調整部材60IN及び61INの構成及び機能は、調整部材60OU及び61OUと同様である。調整部材60INは、上部材40INの位置を調整可能である。調整部材61INは、下部材41INの位置を調整可能である。
以上のとおり、試験治具40では、上下に一列に並んだ上部材40OU、40INと、下部材41OU、40INとの位置をそれぞれ別個に調整できる。たとえば、図10に示すように、弧状試験片8が周溶接部8Cを含む場合、弧状試験片8の上部8Aと、下部8Bとで目違いが生じている場合がある。
このような場合であっても、試験治具40は、弧状試験片8を支持することができる。具体的には、上部材40OU、40INと、下部材41OU、40INとの位置を別個に調整する。これにより、上部材40OU及び40INの先端部分13を弧状試験片8の上部8Aと接触させることができ、下部材41OU及び41INの先端部分13を弧状試験片8の下部8Bと接触させることができる。そのため、弧状試験片8が目違いを有していても、応力試験中に座屈が生じにくい。
以上、本発明の実施の形態を説明したが、上述した実施の形態は本発明を実施するための例示に過ぎない。よって、本発明は上述した実施の形態に限定されることなく、その趣旨を逸脱しない範囲内で上述した実施の形態を適宜変形して実施することが可能である。
1,30 応力試験機
8 弧状試験片
8IN 内面
8OU 外面
10,40 試験治具
12 接触部材
12IN 内面接触部材
12OU 外面接触部材
13 先端部
14 ひずみセンサ
20 荷重付与機構

Claims (12)

  1. 軸方向に圧縮荷重が付与される弧状試験片に用いられる試験治具であって、
    前記弧状試験片に接触する先端部分を有する複数の接触部材を備え、
    前記複数の接触部材は、
    前記弧状試験片の外面において、前記弧状試験片の周方向に配列され、先端部分が互いに離れて配置される複数の外面接触部材と、
    前記弧状試験片の内面において、前記周方向に配列され、先端部分が互いに離れて配列され、かつ、外面接触部材の先端部分と対向する位置から前記周方向にずれて配置される複数の内面接触部材とを備える、試験治具。
  2. 請求項1に記載の試験治具であって、
    前記複数の外面接触部材及び内面接触部材の一方は、偶数個であり、他方は奇数個である、試験治具。

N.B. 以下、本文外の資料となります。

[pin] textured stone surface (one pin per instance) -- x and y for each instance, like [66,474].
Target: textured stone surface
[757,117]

  3. 請求項1又は請求項2に記載の試験治具であって、
    前記外面接触部材及び内面接触部材の一方は、互いに隣り合う2つの他方の間に配置される、試験治具。
  4. 請求項1〜請求項3のいずれか1項に記載の試験治具であって、
    前記外面接触部材の個数と、前記内面接触部材の個数との差は1である、試験治具。

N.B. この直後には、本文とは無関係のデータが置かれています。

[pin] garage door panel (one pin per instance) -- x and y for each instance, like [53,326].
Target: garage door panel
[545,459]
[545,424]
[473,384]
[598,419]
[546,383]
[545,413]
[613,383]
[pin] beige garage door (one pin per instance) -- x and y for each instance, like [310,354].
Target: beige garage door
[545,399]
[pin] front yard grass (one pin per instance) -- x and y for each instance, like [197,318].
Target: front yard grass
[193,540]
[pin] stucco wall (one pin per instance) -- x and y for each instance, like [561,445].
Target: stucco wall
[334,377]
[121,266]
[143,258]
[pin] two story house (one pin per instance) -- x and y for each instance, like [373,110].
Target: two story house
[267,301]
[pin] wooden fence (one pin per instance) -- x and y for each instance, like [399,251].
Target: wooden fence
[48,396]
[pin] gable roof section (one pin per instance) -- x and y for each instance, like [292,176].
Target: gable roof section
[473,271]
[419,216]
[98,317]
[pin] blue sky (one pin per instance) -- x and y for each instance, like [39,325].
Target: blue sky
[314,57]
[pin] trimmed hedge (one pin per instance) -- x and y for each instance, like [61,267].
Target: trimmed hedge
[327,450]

  5. 請求項1〜請求項4のいずれか1項に記載の試験治具であって、
    前記接触部材の前記先端部分は丸みを有する、試験治具。
  6. 請求項5に記載の試験治具であって、
    前記先端部分は、前記弧状試験片の軸方向に延びる、試験治具。
  7. 請求項6に記載の試験治具であって、
    前記先端部分は、前記弧状試験片の平行部よりも短い、試験治具。
  8. 請求項1〜請求項7のいずれか1項に記載の試験治具であって、
    前記外面接触部材の個数は、前記内面接触部材の個数よりも多い、試験治具。
  9. 請求項1〜請求項8のいずれか1項に記載の試験治具であって、
    前記接触部材は、
    前記弧状試験片の軸方向に並んで配置される第1及び第2先端部分と、
    前記第1先端部分を前記弧状試験片の厚さ方向に移動可能な第1調整部材と、
    前記第2先端部分を前記厚さ方向に移動可能な第2調整部材とを備える、試験治具。
  10. 請求項1〜請求項9に記載の試験治具と、
    前記弧状試験片の軸方向に圧縮荷重を付与する荷重付与機構とを備える、応力試験機。

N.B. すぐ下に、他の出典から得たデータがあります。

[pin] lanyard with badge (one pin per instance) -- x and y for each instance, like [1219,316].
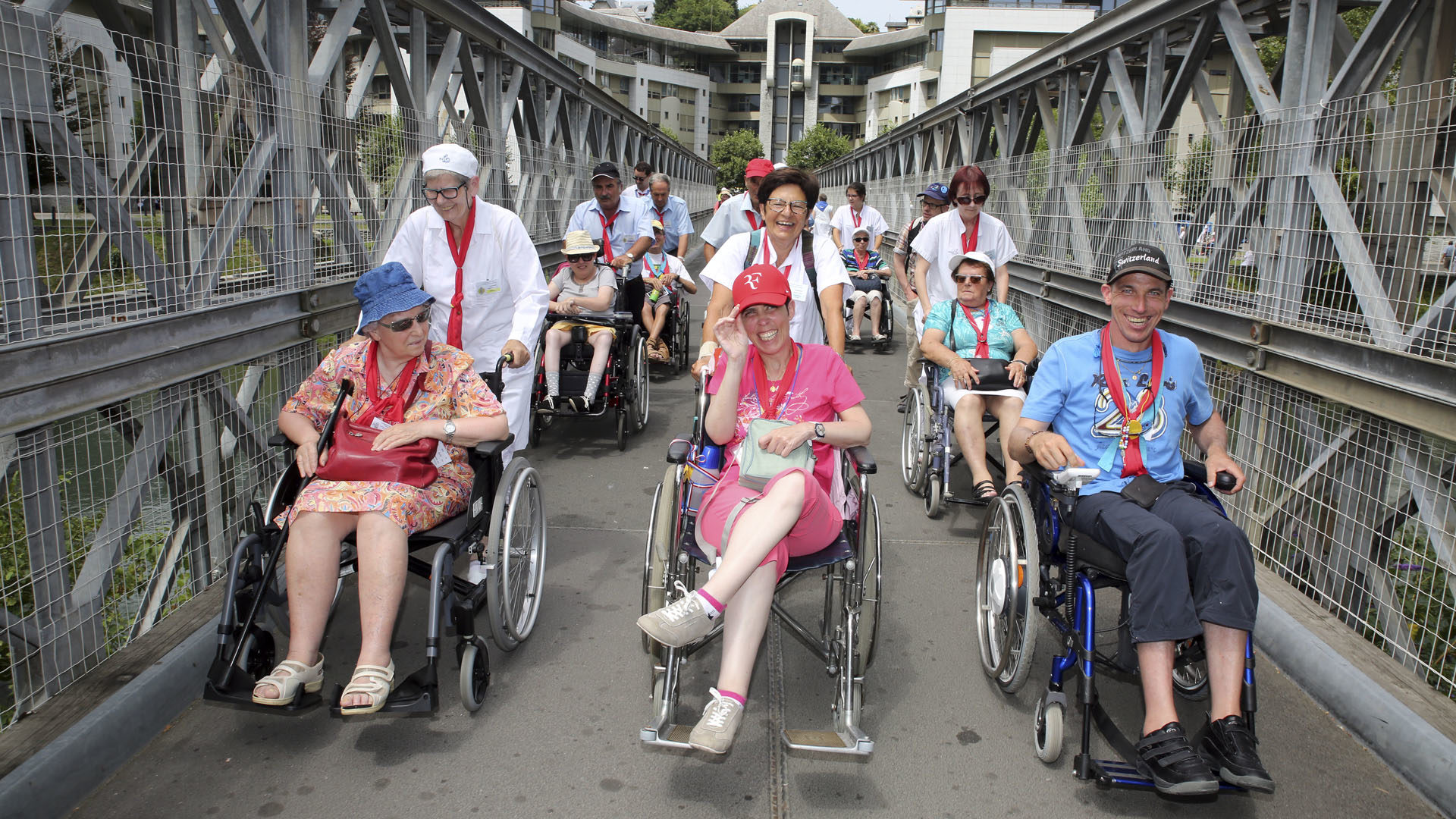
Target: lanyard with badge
[1133,420]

  11. 請求項10に記載の応力試験機であってさらに、
    前記弧状試験片の外面及び内面のうち、隣り合う接触部材の先端部分の間の領域に配置されるひずみセンサを備える、応力試験機。
  12. 弧状試験片を準備する工程と、
    前記弧状試験片の外面において、複数の外面接触部材を前記弧状試験片の周方向に配列し、前記外面接触部材の先端部分を互いに離しながら前記外面と接触させる工程と、
    前記弧状試験片の内面において、複数の内面接触部材を前記周方向に配列し、かつ、前記内面接触部材の先端部分を互いに離しながら配置し、かつ、前記外面接触部材の先端部分と対向する位置から前記周方向にずらして配置して前記内面と接触させる工程と、
    前記外面接触部材及び内面接触部材と接触した弧状試験片の軸方向に圧縮荷重を付与する工程とを備える、応力試験方法。